Now suppose $k\leq n$, and let $G_+=(V_+,E_+)$ be the augmented graph defined in the reduction step, where $V_+=V\cup\{a,b\}$ and $E_+=E\cup\{\{a,b\}\}$. If $G$ has an independent set $S \subseteq V$ with $|S|\geq k$, then $V\setminus S$ is a vertex cover of $G$ by the complement lemma. Define $C_+ := (V\setminus S)\cup\{a\}$. The set $C_+$ covers every edge in $E$ because $V\setminus S$ covers every edge of $G$, and it covers the added edge $\{a,b\}$ because $a\in C_+$. Thus $C_+$ is a vertex cover of $G_+$. Its size satisfies
\begin{align*}
|C_+| = |V|-|S|+1 \leq n-k+1.
\end{align*}
Conversely, suppose $G_+$ has a vertex cover $C_+\subseteq V_+$ with $|C_+|\leq n-k+1$. Define $C := C_+\cap V$. Every edge in $E$ is also an edge in $E_+$ and has both endpoints in $V$, so the fact that $C_+$ covers every edge of $G_+$ implies that $C$ covers every edge in $E$. Therefore $C$ is a vertex cover of $G$. Since every vertex cover of $G_+$ must contain at least one of $a$ or $b$ to cover the edge $\{a,b\}$, and since neither $a$ nor $b$ lies in $V$, we have
\begin{align*}
|C| \leq |C_+|-1 \leq n-k.
\end{align*}
By the complement lemma and the cardinality computation, $S:=V\setminus C$ is an independent set in $G$ with $|S|\geq k$.
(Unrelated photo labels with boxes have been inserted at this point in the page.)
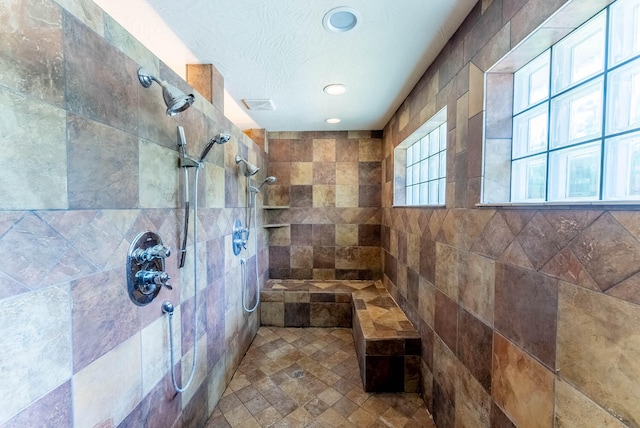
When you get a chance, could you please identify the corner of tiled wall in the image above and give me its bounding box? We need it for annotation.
[0,0,266,427]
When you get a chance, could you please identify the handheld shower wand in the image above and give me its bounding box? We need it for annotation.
[200,134,231,162]
[236,155,260,177]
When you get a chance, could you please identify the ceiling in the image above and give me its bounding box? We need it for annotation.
[95,0,476,131]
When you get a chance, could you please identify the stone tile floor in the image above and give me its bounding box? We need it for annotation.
[206,327,435,428]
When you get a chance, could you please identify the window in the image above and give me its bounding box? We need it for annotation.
[483,0,640,203]
[394,107,447,205]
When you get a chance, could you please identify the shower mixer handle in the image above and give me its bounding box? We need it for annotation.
[136,270,173,295]
[132,244,171,265]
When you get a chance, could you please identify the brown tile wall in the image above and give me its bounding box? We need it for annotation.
[381,0,640,428]
[0,0,268,427]
[265,131,382,279]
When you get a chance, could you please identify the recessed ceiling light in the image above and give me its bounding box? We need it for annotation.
[322,7,360,33]
[322,83,347,95]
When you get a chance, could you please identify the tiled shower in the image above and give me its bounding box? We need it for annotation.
[0,0,640,428]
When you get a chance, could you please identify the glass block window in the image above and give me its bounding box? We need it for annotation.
[394,107,447,205]
[511,0,640,203]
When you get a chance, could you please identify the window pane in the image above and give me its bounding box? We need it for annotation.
[429,128,440,156]
[429,155,440,180]
[439,122,447,150]
[420,160,429,182]
[513,50,550,114]
[413,142,420,163]
[549,141,600,201]
[550,78,603,148]
[512,103,548,158]
[416,134,429,159]
[420,183,429,205]
[552,12,606,94]
[609,0,640,67]
[603,132,640,200]
[511,155,547,202]
[429,180,438,205]
[438,178,447,205]
[607,61,640,134]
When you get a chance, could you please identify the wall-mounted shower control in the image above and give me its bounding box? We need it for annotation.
[127,232,172,306]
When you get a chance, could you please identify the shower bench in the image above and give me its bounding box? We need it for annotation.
[260,279,421,392]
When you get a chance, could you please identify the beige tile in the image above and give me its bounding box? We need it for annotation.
[73,334,142,427]
[140,306,182,396]
[555,379,626,428]
[313,138,336,162]
[336,184,359,208]
[180,334,207,410]
[491,333,554,427]
[459,253,495,326]
[469,63,484,117]
[455,367,491,427]
[418,276,436,328]
[313,184,336,208]
[336,162,359,185]
[56,0,104,36]
[358,138,382,162]
[0,89,67,209]
[336,224,358,247]
[139,139,179,208]
[206,164,225,208]
[557,283,640,425]
[0,286,71,425]
[291,162,313,185]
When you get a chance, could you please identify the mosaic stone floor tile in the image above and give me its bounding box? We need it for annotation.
[206,326,435,428]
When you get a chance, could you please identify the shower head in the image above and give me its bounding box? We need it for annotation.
[200,134,231,162]
[138,67,195,116]
[249,175,276,193]
[236,155,260,177]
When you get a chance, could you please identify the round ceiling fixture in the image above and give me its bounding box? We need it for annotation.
[322,7,360,33]
[322,83,347,95]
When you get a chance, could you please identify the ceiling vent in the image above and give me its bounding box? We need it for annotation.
[242,100,276,111]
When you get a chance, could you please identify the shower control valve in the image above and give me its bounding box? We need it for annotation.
[136,270,173,295]
[131,244,171,265]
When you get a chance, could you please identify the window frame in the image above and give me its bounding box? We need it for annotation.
[393,106,448,208]
[477,1,640,206]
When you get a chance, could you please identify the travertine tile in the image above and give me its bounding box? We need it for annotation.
[554,379,626,428]
[557,283,640,425]
[0,89,68,210]
[291,162,313,185]
[73,334,142,426]
[491,333,554,427]
[494,264,558,369]
[0,285,71,424]
[313,138,336,162]
[0,0,64,104]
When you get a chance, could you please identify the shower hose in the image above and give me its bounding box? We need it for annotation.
[168,167,200,392]
[240,189,260,313]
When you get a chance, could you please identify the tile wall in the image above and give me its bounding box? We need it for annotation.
[265,131,382,279]
[0,0,268,427]
[381,0,640,428]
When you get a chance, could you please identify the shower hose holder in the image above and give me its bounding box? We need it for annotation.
[127,232,172,306]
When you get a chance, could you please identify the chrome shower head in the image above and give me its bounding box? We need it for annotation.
[200,134,231,162]
[138,67,195,116]
[249,175,276,193]
[236,155,260,177]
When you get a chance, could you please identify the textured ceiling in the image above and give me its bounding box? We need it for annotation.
[96,0,476,131]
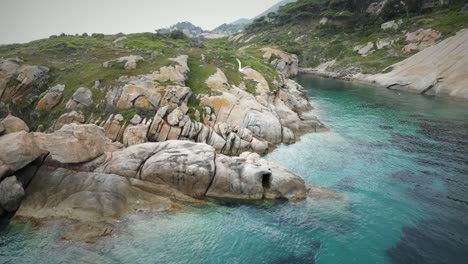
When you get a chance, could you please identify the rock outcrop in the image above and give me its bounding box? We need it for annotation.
[403,28,442,52]
[36,84,65,111]
[363,29,468,99]
[0,125,306,221]
[102,55,145,70]
[0,115,29,135]
[0,131,46,179]
[34,124,122,163]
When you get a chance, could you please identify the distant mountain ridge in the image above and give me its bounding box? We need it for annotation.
[158,0,297,38]
[231,0,297,25]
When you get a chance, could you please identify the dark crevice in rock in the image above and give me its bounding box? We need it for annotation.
[421,84,434,94]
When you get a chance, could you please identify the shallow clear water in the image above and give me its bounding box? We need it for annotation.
[0,76,468,263]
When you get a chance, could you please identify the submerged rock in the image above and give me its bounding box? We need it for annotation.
[0,176,24,212]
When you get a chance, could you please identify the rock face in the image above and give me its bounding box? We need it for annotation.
[353,42,375,57]
[0,131,46,179]
[36,84,65,110]
[403,28,442,52]
[365,29,468,99]
[380,20,401,30]
[10,138,306,221]
[34,124,122,163]
[15,168,176,222]
[0,115,29,135]
[65,87,93,109]
[102,55,145,70]
[0,176,24,212]
[206,152,306,200]
[96,141,215,197]
[52,111,85,131]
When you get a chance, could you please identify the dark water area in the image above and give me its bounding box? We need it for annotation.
[0,76,468,264]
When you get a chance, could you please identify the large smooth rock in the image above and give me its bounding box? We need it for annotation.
[102,55,145,70]
[206,153,306,200]
[123,124,149,147]
[0,176,24,212]
[370,29,468,99]
[96,141,215,197]
[0,131,46,175]
[0,114,29,134]
[403,28,442,52]
[33,124,122,163]
[261,48,299,78]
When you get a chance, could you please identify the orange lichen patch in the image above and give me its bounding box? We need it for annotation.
[37,99,47,110]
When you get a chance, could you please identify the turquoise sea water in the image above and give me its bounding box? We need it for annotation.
[0,76,468,264]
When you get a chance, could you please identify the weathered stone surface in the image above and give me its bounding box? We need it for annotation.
[375,38,395,50]
[403,28,442,52]
[65,87,93,109]
[123,124,149,147]
[0,176,24,212]
[140,141,215,197]
[0,114,29,134]
[102,55,145,70]
[130,115,142,125]
[370,29,468,99]
[147,55,189,85]
[96,141,215,197]
[0,131,46,174]
[353,42,375,57]
[36,84,65,110]
[52,111,85,131]
[206,153,306,200]
[15,167,172,222]
[34,124,122,163]
[261,48,299,78]
[116,81,161,110]
[380,20,399,30]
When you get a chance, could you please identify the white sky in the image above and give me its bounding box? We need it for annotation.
[0,0,279,44]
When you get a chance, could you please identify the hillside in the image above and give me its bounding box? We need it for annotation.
[0,31,323,154]
[234,0,468,75]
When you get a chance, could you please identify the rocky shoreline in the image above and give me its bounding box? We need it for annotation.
[299,29,468,100]
[0,45,334,241]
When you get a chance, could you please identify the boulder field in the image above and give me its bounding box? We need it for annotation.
[0,124,306,222]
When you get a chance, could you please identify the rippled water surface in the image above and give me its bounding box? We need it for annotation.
[0,76,468,263]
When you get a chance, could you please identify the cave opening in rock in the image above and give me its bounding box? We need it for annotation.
[262,173,271,189]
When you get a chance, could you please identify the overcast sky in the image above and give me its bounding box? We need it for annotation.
[0,0,279,44]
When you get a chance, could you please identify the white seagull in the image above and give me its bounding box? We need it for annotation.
[236,58,250,73]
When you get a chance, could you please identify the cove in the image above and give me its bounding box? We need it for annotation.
[0,75,468,263]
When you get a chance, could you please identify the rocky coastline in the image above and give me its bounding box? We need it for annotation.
[298,29,468,100]
[0,45,326,241]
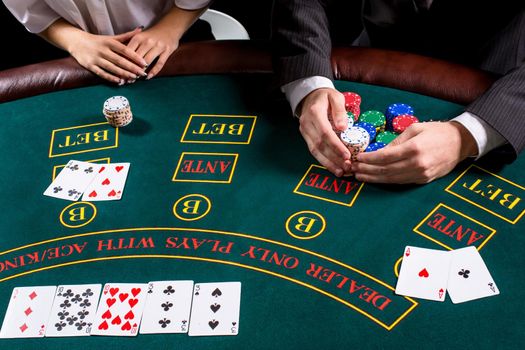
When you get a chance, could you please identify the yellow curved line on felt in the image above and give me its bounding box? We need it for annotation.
[0,254,418,330]
[0,227,402,291]
[0,227,408,291]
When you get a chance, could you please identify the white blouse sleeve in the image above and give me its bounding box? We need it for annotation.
[2,0,60,33]
[174,0,211,10]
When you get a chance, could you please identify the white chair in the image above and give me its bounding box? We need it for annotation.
[200,9,250,40]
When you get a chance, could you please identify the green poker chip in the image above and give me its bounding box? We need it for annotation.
[376,131,397,144]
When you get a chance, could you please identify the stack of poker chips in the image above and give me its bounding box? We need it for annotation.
[328,112,355,136]
[103,96,133,127]
[343,91,361,122]
[334,92,419,156]
[341,126,370,161]
[385,103,414,130]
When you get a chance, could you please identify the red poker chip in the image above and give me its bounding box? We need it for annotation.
[392,114,419,134]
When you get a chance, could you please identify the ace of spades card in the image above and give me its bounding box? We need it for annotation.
[46,284,102,337]
[188,282,241,336]
[140,281,193,334]
[396,246,451,301]
[91,283,148,336]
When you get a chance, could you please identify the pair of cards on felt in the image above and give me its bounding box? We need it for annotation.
[396,246,499,304]
[0,281,241,338]
[44,160,130,201]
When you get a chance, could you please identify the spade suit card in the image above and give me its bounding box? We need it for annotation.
[44,160,103,201]
[188,282,241,336]
[46,284,102,337]
[448,247,499,304]
[140,281,193,334]
[91,283,148,336]
[396,246,452,301]
[0,286,56,338]
[82,163,130,202]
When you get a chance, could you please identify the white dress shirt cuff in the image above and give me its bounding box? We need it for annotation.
[452,112,507,159]
[281,76,334,116]
[175,0,211,10]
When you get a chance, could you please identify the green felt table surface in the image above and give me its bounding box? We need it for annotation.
[0,75,525,349]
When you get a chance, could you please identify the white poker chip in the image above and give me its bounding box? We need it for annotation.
[328,113,354,135]
[104,96,129,112]
[341,126,370,149]
[102,96,133,127]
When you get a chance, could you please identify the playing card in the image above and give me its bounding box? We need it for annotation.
[448,247,499,304]
[396,246,451,301]
[0,286,56,338]
[44,160,103,201]
[91,283,148,336]
[46,284,102,337]
[140,281,193,334]
[188,282,241,336]
[82,163,130,201]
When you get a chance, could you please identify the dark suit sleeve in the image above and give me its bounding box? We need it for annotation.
[467,11,525,155]
[272,0,333,85]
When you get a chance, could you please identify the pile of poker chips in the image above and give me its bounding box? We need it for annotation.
[103,96,133,127]
[341,126,370,161]
[340,92,419,156]
[343,91,361,122]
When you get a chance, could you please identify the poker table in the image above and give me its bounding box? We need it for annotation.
[0,41,525,349]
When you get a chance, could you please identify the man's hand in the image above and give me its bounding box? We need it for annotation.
[352,122,478,184]
[299,88,351,176]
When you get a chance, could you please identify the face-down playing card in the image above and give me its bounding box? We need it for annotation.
[396,246,451,301]
[140,281,193,334]
[188,282,241,336]
[91,283,148,336]
[0,286,56,338]
[448,247,499,304]
[46,284,102,337]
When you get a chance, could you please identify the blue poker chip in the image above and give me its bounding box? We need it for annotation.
[385,103,414,129]
[365,142,386,152]
[354,122,377,141]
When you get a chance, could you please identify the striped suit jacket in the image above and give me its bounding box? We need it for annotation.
[272,0,525,156]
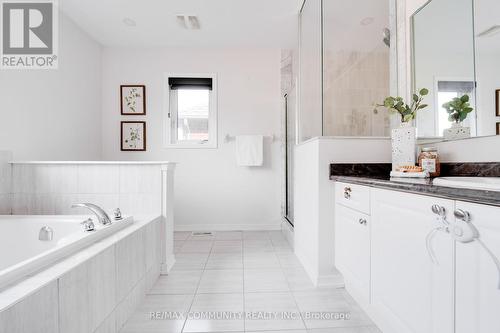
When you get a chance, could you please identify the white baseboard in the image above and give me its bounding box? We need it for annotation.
[281,219,295,249]
[160,254,175,275]
[317,273,345,288]
[174,223,281,231]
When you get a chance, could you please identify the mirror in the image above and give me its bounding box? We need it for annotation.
[412,0,500,140]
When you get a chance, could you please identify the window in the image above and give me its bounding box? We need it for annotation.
[166,75,217,148]
[437,81,475,136]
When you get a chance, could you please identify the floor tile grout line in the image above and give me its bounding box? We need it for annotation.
[278,239,307,330]
[241,233,247,332]
[181,233,213,332]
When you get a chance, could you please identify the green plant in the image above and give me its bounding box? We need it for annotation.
[443,95,474,123]
[376,88,429,123]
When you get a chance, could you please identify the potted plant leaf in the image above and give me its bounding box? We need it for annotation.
[443,95,474,140]
[376,88,429,170]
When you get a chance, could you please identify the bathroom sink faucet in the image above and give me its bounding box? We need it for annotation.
[71,203,111,225]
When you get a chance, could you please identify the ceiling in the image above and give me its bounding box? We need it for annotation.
[60,0,302,47]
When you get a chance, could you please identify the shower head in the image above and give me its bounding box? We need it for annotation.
[382,28,391,47]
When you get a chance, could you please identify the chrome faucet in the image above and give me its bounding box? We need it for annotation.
[71,203,111,225]
[38,226,54,242]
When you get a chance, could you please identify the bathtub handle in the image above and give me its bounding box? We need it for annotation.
[80,219,95,232]
[71,203,111,225]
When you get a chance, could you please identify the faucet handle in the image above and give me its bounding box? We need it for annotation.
[80,218,95,232]
[113,208,123,221]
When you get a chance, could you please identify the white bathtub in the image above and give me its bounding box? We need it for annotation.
[0,215,133,290]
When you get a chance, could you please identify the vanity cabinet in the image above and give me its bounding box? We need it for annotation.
[371,189,454,333]
[335,184,370,303]
[335,183,500,333]
[456,202,500,333]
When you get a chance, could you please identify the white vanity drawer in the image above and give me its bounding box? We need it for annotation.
[335,182,370,214]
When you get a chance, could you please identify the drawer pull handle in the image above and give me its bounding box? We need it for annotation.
[344,187,352,200]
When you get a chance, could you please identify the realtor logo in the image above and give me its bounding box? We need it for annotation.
[0,0,58,69]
Thus $(G,k) \in \mathrm{INDEPENDENT}\text{-}\mathrm{SET}$ if and only if $f(G,k) \in \mathrm{VERTEX}\text{-}\mathrm{COVER}$.
The map $f$ is computable in polynomial time, so $\mathrm{INDEPENDENT}\text{-}\mathrm{SET} \leq_p \mathrm{VERTEX}\text{-}\mathrm{COVER}$ by the definition of polynomial-time many-one reduction. Since $\mathrm{INDEPENDENT}\text{-}\mathrm{SET}$ is NP-complete by Independent Set Is NP-Complete, this proves that $\mathrm{VERTEX}\text{-}\mathrm{COVER}$ is NP-hard. Together with $\mathrm{VERTEX}\text{-}\mathrm{COVER} \in \mathrm{NP}$, we conclude that $\mathrm{VERTEX}\text{-}\mathrm{COVER}$ is NP-complete.
[/step]